A Desgraçada Arte de Desfazer Amigos

Os seres humanos são como os materiais utilizados pra um grande número de explosivos, que quando não misturados, mantém seu potecial de destruição a um nível muito baixo ou até mesmo inexistente. Adicionando uma boa quantidade de álcool a mim o potencial de destruição (de mim mesmo, das coisas e pessoas em volta, das situações, e de tudo mais que estiver ao meu alcance) alcança o nível máximo. Claro que não é culpa do álcool. Ele é apenas um ingrediente, e culpar o álcool por isso seria como culpar o pano e a garrafa do coquetel molotov. O potencial sempre esteve lá. Desencadear os efeitos colaterais, no caso dos seres humanos, cabe a si mesmo, e não a terceiros como no caso das bombas.

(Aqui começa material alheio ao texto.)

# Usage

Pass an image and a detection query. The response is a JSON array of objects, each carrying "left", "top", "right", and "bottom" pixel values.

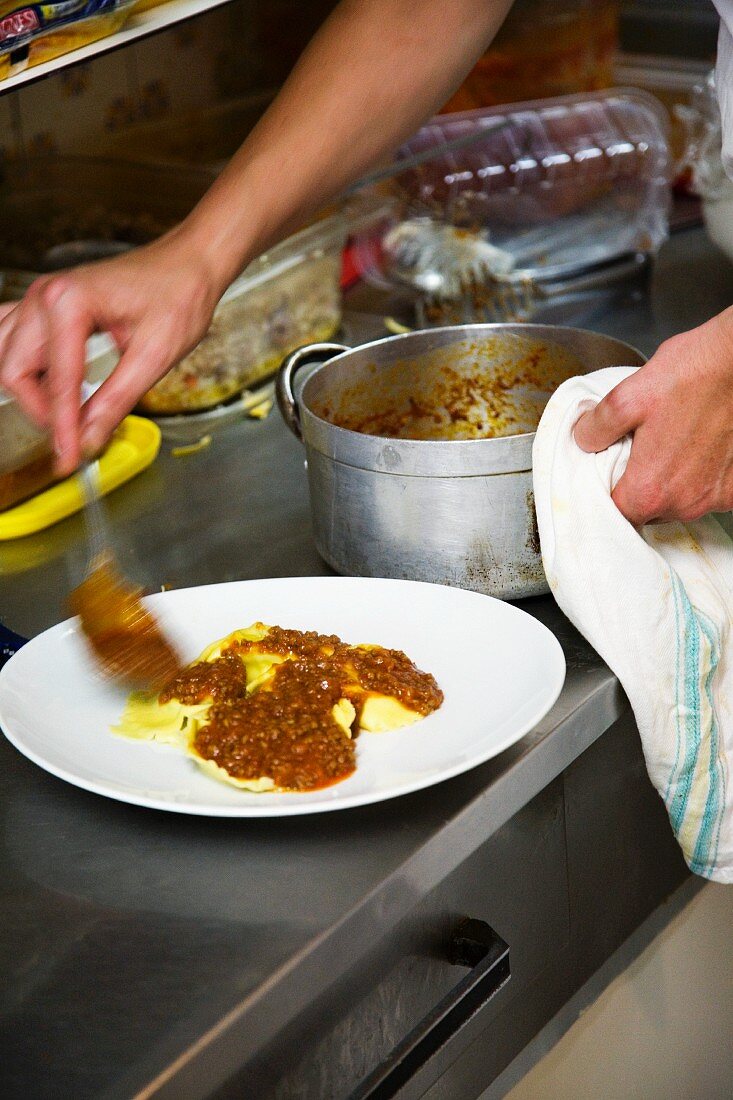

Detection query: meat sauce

Faço amigos com uma facilidade incrível. Os desfaço com uma violência, uma estupidez e uma inconsciência impressionante. Faz parecer mentira quando eu digo que o mais importante são os amigos. Prova ser mentira quando digo que não me arrependo de nada que faço. Prova ser verdade que eu geralmente não tenho a menor idéia do motivo pelo qual faço a grande maioria das coisas que eu faço na vida.

Tudo isso desencadeia: culpa, tristeza, vontade de desaparecer, consciência de algumas vozes que se ouviu vociferar furiosamente em relação a outras pessoas certamente disseram as mesmas palavras sobre ti, e isso é uma absoluta merda.

Sou autor de cagadas que jamais vi ninguém reproduzir. Ou pelo menos ninguém contar e admitir. A absoluta certeza de que uma cagada dessas não é a última é algo que tira um pouco o fôlego pra pensar em tentar mudar algumas coisas.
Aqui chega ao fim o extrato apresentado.